Fires Burning, My Husband Fed And Said Goodbye To Our Pigs
My husband is telling me to come home.
“It’s close,” he says.
“Within two miles, coming toward us.”
I rush home. I work five, six miles from where I work, and I tell my bosses. They knew this was going on. They told anybody, leave, go, don’t worry about it. So I yell at my doctor, “I’ve got to go,” and she goes, “Go.” And I grab my purse and head to the car and try to be calm.
At home I see smoke all over. When I pull in my driveway, my husband’s got his Bronco backed up to the front door.
The fire is coming up. At this time of year, it’s dead, dry grass, so the fire is just ripping through...
I have five dogs, two horses, three sheep and three pigs. I get the dogs, but at this point it is getting really bad. It was coming really close.
As we run in and out, the helicopters and the planes are right next to the airport, so we hear them coming up, and they’re dropping water and retardant on the field. And my husband’s like, ‘Oh, we got time. Calm down. Look at the firefighters – they’re going to get it.”
I look at him and I say, “I don’t care if they get it out. We’re getting out of here.”
Then my son calls, and he goes, “Mom, why aren’t you out of there?” My son lives in Malott, which is 10 to 15 miles to the south of us.
I say, “Your father isn’t ready to leave.” My husband acts like he can conquer anything, like he’s Superman. This man is just fearless.
It gets so bad that my son comes down here. He looks at my husband and says, “Let’s go.”
We had no way of getting our big animals out. I have a bad arm, so my son lifts my dogs – I’ve got four that are over 80 pounds.
Down the road are fire trucks and people are evacuating. It’s chaos. We cut the fence so that if it comes to it, the animals could escape.

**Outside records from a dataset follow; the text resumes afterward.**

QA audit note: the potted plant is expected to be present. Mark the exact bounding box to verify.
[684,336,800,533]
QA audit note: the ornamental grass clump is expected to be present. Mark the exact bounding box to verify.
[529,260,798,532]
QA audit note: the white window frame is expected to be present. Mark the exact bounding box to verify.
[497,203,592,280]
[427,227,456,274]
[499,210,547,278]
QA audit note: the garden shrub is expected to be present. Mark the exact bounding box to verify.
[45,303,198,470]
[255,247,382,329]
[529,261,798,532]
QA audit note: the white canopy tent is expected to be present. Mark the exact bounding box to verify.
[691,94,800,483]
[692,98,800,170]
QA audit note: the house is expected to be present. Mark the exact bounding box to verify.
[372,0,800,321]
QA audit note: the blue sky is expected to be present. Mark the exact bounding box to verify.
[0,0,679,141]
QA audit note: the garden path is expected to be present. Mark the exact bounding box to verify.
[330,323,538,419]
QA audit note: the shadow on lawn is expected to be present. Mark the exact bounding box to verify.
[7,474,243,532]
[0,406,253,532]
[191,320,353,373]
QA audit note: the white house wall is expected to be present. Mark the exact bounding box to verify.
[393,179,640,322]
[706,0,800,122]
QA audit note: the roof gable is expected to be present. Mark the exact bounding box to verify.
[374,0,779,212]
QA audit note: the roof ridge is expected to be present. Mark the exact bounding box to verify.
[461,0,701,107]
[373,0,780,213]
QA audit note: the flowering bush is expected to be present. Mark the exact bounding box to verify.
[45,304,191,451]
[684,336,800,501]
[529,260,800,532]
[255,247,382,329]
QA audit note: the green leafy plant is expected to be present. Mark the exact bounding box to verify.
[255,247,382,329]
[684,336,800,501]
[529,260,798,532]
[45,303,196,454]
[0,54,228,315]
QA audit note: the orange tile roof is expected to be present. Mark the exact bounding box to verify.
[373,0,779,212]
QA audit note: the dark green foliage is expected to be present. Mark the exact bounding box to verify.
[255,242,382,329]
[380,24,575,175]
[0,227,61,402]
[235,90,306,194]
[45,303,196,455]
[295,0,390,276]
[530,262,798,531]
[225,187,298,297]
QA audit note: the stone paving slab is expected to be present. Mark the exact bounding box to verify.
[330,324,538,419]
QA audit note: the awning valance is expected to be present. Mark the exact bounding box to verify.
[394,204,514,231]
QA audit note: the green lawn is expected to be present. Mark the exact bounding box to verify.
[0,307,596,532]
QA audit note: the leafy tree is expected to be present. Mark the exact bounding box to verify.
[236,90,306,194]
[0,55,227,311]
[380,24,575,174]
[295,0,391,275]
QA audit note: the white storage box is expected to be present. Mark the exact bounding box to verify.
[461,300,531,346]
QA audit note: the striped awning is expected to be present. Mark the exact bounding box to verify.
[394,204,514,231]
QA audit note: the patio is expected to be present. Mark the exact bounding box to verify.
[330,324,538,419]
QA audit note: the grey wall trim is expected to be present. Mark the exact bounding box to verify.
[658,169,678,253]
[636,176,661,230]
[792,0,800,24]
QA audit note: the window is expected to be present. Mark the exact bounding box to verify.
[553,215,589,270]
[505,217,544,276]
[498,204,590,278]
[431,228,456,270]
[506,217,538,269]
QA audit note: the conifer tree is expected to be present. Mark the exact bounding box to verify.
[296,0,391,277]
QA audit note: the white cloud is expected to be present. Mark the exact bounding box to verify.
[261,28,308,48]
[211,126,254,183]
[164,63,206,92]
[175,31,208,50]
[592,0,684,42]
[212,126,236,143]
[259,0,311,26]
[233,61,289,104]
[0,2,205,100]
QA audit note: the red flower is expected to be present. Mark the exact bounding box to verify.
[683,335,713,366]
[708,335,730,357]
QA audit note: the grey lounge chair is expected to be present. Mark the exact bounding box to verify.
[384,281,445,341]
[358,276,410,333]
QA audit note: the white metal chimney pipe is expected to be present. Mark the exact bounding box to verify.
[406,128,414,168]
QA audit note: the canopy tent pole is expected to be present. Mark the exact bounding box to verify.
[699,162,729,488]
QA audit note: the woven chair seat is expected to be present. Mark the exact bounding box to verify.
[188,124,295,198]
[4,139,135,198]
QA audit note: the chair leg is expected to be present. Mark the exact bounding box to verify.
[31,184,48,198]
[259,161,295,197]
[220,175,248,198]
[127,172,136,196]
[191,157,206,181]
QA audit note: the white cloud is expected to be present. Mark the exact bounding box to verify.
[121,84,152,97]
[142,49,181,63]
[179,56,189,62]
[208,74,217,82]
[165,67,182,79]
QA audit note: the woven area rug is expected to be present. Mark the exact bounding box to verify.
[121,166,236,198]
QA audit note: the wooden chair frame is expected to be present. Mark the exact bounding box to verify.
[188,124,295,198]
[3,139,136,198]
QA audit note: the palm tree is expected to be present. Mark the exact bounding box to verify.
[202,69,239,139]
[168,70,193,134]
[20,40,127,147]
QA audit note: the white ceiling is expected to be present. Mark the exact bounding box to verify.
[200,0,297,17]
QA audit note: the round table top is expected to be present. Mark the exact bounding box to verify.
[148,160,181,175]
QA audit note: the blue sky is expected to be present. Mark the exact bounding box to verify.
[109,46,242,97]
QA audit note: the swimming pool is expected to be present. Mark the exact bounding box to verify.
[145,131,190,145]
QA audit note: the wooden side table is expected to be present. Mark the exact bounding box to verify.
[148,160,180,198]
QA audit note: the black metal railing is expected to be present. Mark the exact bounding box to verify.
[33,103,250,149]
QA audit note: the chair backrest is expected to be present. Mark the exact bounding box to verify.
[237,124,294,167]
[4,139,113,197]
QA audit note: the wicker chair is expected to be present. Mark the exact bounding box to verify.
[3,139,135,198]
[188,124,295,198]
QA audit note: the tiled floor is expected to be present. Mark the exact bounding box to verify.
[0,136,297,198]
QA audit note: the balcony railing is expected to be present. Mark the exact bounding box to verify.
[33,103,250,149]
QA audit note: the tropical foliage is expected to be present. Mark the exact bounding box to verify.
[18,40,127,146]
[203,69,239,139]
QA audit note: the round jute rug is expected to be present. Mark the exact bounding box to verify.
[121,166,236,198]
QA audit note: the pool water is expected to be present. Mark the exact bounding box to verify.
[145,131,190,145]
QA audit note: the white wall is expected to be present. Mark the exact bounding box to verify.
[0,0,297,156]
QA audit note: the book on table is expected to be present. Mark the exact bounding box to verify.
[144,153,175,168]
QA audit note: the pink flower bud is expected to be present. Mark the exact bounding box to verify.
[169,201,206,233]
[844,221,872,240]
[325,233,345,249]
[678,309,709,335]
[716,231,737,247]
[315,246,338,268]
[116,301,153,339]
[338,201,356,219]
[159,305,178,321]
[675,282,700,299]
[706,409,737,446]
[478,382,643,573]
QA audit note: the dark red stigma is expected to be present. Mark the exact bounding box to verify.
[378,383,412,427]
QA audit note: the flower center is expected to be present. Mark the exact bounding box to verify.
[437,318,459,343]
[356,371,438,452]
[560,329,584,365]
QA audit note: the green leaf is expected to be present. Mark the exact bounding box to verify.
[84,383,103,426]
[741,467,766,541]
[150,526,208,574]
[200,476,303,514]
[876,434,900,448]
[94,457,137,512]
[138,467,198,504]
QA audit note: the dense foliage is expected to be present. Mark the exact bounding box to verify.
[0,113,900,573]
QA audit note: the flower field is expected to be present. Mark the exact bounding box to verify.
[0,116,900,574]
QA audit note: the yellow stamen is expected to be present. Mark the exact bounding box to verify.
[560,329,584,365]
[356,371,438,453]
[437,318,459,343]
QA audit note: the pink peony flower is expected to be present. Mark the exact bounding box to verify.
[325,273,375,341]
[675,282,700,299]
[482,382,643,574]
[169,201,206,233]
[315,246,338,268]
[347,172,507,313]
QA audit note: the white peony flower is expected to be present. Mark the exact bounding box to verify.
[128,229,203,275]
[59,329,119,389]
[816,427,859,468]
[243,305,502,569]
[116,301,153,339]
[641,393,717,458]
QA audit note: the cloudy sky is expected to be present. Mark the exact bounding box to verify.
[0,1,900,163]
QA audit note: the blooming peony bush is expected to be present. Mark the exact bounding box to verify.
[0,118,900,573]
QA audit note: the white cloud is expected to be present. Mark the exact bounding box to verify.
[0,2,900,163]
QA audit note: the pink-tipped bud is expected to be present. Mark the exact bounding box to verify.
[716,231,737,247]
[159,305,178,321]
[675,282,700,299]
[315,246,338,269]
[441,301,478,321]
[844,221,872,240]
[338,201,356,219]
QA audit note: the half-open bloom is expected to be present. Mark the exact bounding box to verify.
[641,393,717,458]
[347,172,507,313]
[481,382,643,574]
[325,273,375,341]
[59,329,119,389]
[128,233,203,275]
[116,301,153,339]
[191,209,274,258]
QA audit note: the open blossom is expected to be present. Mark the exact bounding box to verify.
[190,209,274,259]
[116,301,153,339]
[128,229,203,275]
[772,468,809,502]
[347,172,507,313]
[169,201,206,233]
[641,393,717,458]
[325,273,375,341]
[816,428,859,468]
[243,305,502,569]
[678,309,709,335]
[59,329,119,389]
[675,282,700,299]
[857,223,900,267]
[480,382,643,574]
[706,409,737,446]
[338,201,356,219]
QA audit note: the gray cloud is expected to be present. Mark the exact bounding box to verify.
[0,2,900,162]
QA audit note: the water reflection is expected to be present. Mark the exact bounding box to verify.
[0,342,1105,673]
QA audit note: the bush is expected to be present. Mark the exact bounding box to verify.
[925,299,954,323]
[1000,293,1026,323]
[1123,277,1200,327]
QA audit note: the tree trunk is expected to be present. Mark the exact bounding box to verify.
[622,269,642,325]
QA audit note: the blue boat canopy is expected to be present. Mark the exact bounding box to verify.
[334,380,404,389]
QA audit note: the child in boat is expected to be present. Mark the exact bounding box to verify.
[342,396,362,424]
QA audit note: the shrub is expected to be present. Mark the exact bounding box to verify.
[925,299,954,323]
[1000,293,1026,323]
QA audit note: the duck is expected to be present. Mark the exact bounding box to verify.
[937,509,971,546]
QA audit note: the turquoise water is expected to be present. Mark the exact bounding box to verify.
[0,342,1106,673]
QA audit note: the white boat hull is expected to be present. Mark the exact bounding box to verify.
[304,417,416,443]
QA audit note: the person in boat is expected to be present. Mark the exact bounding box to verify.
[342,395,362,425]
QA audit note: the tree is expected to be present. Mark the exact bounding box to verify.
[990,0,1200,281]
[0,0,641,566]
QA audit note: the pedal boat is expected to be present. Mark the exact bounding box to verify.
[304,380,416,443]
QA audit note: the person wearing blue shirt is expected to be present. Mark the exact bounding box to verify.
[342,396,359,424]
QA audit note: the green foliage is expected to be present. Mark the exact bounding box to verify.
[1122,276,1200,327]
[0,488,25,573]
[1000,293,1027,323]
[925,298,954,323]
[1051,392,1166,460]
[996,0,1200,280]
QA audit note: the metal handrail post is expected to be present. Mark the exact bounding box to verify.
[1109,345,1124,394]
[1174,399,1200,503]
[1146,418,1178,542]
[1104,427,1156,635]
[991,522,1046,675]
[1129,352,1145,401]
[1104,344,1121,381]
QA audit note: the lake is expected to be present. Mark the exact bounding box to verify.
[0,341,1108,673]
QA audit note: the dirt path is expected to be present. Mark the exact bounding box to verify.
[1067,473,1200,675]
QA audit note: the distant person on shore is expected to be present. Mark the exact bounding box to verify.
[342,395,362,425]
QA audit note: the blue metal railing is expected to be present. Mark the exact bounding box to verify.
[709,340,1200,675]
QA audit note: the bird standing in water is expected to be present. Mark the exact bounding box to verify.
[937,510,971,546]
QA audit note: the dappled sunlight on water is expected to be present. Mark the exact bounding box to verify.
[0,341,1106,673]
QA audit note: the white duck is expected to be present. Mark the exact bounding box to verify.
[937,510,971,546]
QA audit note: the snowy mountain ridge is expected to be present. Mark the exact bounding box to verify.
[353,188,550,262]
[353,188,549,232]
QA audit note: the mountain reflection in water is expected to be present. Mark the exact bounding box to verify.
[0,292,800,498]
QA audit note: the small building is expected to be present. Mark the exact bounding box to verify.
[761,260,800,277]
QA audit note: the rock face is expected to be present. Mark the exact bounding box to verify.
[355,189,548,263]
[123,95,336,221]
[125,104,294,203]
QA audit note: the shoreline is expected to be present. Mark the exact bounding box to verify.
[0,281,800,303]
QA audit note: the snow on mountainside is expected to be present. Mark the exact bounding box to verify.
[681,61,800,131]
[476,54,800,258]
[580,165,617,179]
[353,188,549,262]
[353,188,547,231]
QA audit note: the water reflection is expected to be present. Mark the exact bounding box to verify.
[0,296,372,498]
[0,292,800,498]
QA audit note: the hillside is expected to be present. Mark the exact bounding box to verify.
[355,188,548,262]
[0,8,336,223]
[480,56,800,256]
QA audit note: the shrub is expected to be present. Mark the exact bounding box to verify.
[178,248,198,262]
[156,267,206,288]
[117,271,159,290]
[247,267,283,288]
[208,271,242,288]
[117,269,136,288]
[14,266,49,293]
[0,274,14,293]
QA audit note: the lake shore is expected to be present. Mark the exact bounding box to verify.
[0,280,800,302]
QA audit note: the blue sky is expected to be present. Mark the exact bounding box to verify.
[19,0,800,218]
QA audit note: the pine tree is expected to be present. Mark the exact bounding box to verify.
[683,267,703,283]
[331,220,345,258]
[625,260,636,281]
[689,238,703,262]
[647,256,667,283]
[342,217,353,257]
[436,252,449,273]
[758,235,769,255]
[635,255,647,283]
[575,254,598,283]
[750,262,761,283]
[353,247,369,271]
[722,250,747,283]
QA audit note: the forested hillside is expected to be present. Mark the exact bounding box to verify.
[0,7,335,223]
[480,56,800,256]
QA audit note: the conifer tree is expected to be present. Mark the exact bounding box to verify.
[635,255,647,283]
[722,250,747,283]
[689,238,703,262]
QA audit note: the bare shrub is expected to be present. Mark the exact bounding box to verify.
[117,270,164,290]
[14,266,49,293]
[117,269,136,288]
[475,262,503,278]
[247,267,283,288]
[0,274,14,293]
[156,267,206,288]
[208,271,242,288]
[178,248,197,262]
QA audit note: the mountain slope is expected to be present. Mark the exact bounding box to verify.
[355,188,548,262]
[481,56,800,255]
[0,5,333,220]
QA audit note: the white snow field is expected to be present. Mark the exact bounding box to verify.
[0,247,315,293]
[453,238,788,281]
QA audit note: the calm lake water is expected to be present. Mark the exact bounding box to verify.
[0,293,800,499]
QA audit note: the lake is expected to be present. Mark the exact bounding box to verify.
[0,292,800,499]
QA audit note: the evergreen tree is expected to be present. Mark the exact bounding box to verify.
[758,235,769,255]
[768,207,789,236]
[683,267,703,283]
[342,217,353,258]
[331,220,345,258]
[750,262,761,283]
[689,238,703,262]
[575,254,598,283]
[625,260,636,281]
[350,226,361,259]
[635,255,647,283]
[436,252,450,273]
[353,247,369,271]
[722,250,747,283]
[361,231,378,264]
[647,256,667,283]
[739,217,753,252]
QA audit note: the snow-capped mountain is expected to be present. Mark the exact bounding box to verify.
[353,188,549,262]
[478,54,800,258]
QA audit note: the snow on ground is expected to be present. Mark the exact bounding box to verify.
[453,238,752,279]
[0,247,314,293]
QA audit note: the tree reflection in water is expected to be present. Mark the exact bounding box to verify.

My son grabs my husband and says, “Let’s go, let’s go.” My husband goes, “Well, I have to go feed the pigs.”
So he walks out to the pigs and he feeds them and scratches their ears and tells them it’s going to be OK.
The next morning, I call emergency management. I say, “I’m on Greenacres Road. Is anything left? Can you tell me what happened?”
And he goes to check and says, “Greenacres Road is gone.”
I just sat there and my husband, he is so upset about the animals. I mean, he is a 6-foot-2, 200-pound guy who owns a contracting company, and he was just in tears over the animals.
We were still on a level 3 evacuation notice, but my husband wanted to go back. I had my son go with him because I knew Rick wouldn’t do anything to put my son in danger.
So he and my son came up – they had to go back by the airport and walk in. And the animals were OK. The helicopters had dropped large buckets of retardant right on our house and saved our house. The fire came up to three feet of my back door.
When my husband saw the animals were OK, he came back to the house and said, “Everything is burnt, let’s go home. We don’t have to worry about it anymore.”
That night there were 40-mile-an-hour winds. The clouds were orange, so you couldn’t tell what was smoke and what was fire. And we were put on evacuation again. They said, “Get out. You have 20 minutes.”
We took off again and went back to my son’s house. When we went home again, we didn’t unload. We were so tired. We hadn’t slept in two nights. We were just exhausted.
We went to bed and that night, at 11:30 p.m., David our fire chief banged on our door and told us to get out. And we looked out and there was a fire coming from the west this time, coming right up our road. We could see flames.
Three firefighters died ...
Every time I start feeling bad or start feeling stressed, I just remind myself that I’ve got a home, and nobody in my family died. I had to keep it in perspective.
I’ve been through a lot. We had a son born with birth defects. I almost died in childbirth. We’ve gone through a lot of stuff. We had a hard beginning together, but I have to admit this is one where we felt helpless.
Any other situation in our life, we felt we could fight it, we’re going to make it, no problem. But this one we had to cut and run. There was no fighting.
Heidi Cornell, a resident near Omak in the Okanogan region told her story to KUOW's Marcie Sillman. This interview was edited and condensed.